Hong Kong billionaire Li Ka-shing (李嘉誠), who predicted China’s stock market bubble would burst in 2007, said the global economy would not recover this year and told investors to be “cautious” about buying shares, especially with borrowed money.
“The worst is over for the global economy,” Li, Asia’s second-richest man, said yesterday after his companies, Cheung Kong (Holdings) Ltd (長江實業) and Hutchison Whampoa Ltd (和記黃埔), posted better-than-estimated first-half earnings.
“Yet it’s too optimistic to say the global economy has reached a turning point. The degree of decline has shrunk but that doesn’t mean it has stopped shrinking,” he said.
Predictions from 81-year-old Li are closely watched in Hong Kong, where the media has dubbed him “Superman” for his investing acumen.
Home prices in the territory have risen 15 percent since March, when he told investors to buy real estate.
Li said investors should avoid margin trading or borrowing to buy stocks when prices are too high.
“I won’t buy stocks today,” Li said. “It’s not that I wouldn’t buy at all, but if the prices are too high, I will be very careful. For example, if the PE [price-earnings ratio] is low and the dividend yield is okay, and the stock isn’t overbought, I will buy.”
SHANGHAI LISTING
Li said he was considering listing his companies in Shanghai.
“Possible. Possible. But I will be more careful in this matter because I am representing a lot of shareholders,” Li said. “I will be more careful about the details, rules and requirements. But yes, if you ask me about listing in Shanghai, I am considering it.”
The benchmark Shanghai Composite Index has jumped 72 percent this year, compared with a 45 percent gain in the Hang Seng Index.
Hutchison, the world’s largest container port operator, has risen 50 percent in Hong Kong trading this year, even as China’s exports dropped 22 percent in the first seven months. Cheung Kong stock has fallen 33 percent in Hong Kong this year.
Cheung Kong, Hutchison’s largest shareholder and the world’s second-largest real estate developer by market value, said yesteday net income gained 4.7 percent to HK$11.5 billion (US$1.5 billion), almost double analysts’ estimates. Hutchison posted a 33 percent decline in first-half profit as the global recession curbed sales at mobile-phone and retail units and cut port traffic.
Global trade has shrunk and interest rates will not rise in the short term, Li said at a press conference after the results were announced. He said the worst was over for containerized shipping and the pace of the decline in Asia would slow.
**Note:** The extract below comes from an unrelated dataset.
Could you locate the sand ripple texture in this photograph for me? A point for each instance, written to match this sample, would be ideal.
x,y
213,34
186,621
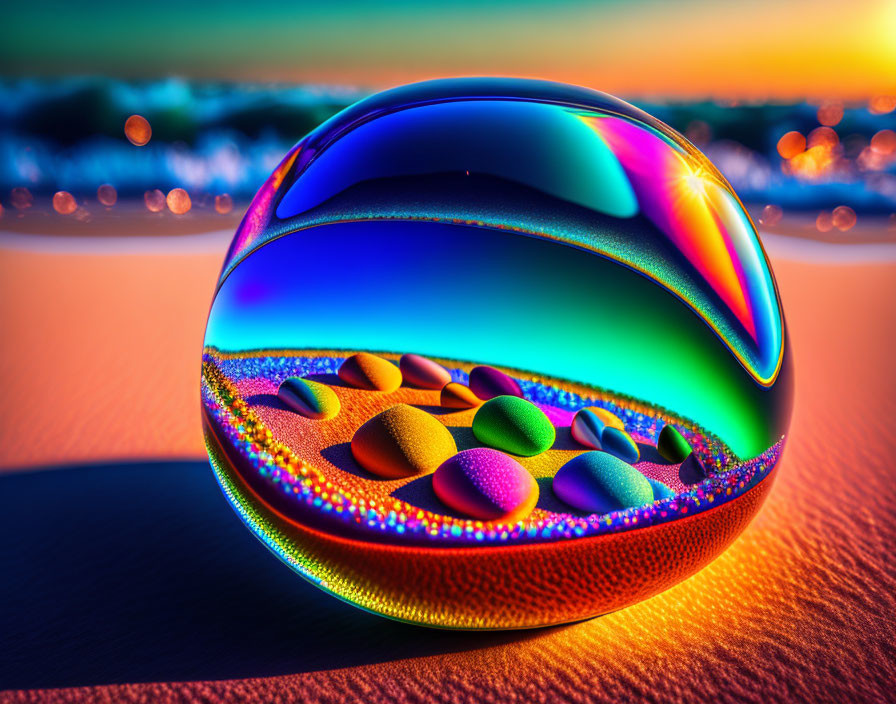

“Globally, ports are steadier compared with 2008,” Li said. “They fell, but the degree of decline from now onwards won’t be as severe as in the past few months.”
That global scope hurt earnings at Hutchison, operator of container terminals in 49 ports, including Hong Kong; Felixstowe, U.K.; Buenos Aires; Freeport, Bahamas; Sohar, Oman; and Amsterdam. Falling oil prices eroded Hutchison’s energy earnings.
INCOME DROP
Hutchison’s net income dropped to HK$5.76 billion, or HK$1.35 a share, from a restated HK$8.6 billion, or HK$2.01, a year earlier, the company said in a statement to the Hong Kong stock exchange.
Continued losses at Hutchison’s 3 Group, its high-speed mobile-phone companies in markets including the UK and Italy, come in a year that Li plans for the unit to become profitable.
Cheung Kong benefited from a 22 percent increase in Hong Kong home prices and a tripling in the fair-value gain from its investment properties.
Canning Fok (霍建寧), managing director of Hutchison Whampoa, said 3G losses would narrow this year, declining to reiterate Li’s March forecast of breaking even.
“Given the economic situation, we are being more conservative,” Fok said.